Atomic HINs: Entity-Attribute Duality for Heterogeneous Graph Modeling¶

Conference: ICLR 2026
OpenReview: https://openreview.net/forum?id=AG7fjg5azU
Code: https://github.com/ntuidssplab/AtomHIN
Area: Graph Learning / Heterogeneous Graph Neural Networks
Keywords: Heterogeneous Information Networks, Schema Design, Entity-Attribute Duality, Graph Structure Learning, HGNN

TL;DR¶

This paper proposes the "entity-attribute duality" principle, atomizing all attributes in a Heterogeneous Information Network (HIN) into entity nodes to obtain an "Atomic HIN" as a canonical form with maximal expressiveness. By applying a genetic algorithm for binary selection (schema refinement) on node/edge types, a minimal version of RGCN (sRGCN) achieves SOTA performance on node classification and link prediction across 8 datasets.

Background & Motivation¶

Background: Heterogeneous Information Networks (HIN) characterize systems like literature databases, e-commerce, knowledge graphs, and social networks using multiple types of nodes (entities) and edges (relations).

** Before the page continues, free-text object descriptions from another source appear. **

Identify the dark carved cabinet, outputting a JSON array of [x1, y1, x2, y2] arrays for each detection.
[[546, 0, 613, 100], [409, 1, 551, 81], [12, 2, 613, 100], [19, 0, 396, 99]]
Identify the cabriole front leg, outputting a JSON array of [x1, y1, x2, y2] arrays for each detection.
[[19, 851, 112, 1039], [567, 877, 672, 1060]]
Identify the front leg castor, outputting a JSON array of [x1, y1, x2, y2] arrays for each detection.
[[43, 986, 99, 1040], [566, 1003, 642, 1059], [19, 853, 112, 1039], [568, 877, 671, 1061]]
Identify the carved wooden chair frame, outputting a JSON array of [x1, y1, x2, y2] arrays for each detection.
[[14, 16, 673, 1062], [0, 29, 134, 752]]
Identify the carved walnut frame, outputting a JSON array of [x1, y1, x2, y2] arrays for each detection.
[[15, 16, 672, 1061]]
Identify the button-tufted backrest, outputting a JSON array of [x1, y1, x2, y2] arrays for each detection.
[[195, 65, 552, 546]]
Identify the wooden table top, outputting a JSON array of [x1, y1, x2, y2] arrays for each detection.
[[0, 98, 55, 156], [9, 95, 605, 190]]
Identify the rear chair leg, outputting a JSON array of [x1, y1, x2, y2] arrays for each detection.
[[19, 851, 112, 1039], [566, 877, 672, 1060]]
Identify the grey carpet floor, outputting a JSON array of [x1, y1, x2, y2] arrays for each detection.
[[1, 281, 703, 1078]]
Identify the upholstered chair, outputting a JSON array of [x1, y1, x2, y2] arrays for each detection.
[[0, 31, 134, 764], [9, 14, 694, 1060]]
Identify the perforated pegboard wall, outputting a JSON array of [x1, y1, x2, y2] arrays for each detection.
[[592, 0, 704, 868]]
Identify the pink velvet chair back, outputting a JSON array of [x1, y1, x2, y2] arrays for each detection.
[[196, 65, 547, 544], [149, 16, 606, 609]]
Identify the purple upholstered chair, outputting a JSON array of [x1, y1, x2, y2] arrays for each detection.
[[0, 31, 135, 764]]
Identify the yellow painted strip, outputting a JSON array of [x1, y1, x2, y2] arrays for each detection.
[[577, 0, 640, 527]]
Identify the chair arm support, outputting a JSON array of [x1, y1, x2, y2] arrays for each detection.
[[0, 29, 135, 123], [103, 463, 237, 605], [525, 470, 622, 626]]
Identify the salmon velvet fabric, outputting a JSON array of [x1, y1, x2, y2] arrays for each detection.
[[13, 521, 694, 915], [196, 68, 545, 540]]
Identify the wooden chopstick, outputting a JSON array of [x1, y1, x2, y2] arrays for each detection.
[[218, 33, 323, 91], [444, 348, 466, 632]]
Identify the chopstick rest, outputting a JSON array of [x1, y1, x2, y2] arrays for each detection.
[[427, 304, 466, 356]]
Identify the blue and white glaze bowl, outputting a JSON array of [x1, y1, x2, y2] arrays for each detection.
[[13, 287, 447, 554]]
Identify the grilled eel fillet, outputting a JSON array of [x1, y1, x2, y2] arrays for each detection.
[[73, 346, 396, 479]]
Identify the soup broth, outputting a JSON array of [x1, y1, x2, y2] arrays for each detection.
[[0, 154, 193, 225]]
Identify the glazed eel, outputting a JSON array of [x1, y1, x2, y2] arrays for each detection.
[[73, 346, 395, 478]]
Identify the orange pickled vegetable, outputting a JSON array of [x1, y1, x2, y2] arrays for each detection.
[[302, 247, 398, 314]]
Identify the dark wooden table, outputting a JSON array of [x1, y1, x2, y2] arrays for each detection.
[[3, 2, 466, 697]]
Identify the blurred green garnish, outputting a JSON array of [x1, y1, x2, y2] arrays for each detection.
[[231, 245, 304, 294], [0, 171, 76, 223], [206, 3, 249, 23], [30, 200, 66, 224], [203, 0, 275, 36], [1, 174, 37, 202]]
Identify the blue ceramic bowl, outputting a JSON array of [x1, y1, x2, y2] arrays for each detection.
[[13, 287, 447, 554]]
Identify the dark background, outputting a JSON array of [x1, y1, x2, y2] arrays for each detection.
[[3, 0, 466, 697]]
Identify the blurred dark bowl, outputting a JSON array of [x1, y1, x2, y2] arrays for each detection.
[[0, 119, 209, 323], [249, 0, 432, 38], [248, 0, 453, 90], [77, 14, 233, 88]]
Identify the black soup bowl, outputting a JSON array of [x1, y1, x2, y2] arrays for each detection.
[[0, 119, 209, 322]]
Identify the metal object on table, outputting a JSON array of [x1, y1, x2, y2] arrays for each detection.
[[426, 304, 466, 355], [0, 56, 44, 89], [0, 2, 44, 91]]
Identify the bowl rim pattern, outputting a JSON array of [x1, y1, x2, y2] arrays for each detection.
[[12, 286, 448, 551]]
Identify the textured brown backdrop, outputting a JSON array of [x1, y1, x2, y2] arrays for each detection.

Heterogeneous Graph Neural Networks (HGNN) perform "type-aware" message passing on such typed schemas. Most research assumes the schema is given and fixed, focusing instead on designing stronger HGNN architectures (metapaths, relation-specific transformations, heterogeneous attention, etc.).

Limitations of Prior Work: The authors point out a long-ignored fact—the same raw data can derive multiple valid schemas, and the choice of these schemas significantly impacts downstream performance. Taking IMDb as an example, it is originally constructed from a movie table: columns like actor and director are treated as entity nodes, while keyword, language, and country are left as attributes; however, in other variants, keywords are promoted to entities. Which columns serve as entities and which as attributes is entirely heuristic and varies by dataset (HGB promotes actors/keywords to entities but keeps language/country as features, while OGB averages text word vectors into paper nodes without creating word nodes).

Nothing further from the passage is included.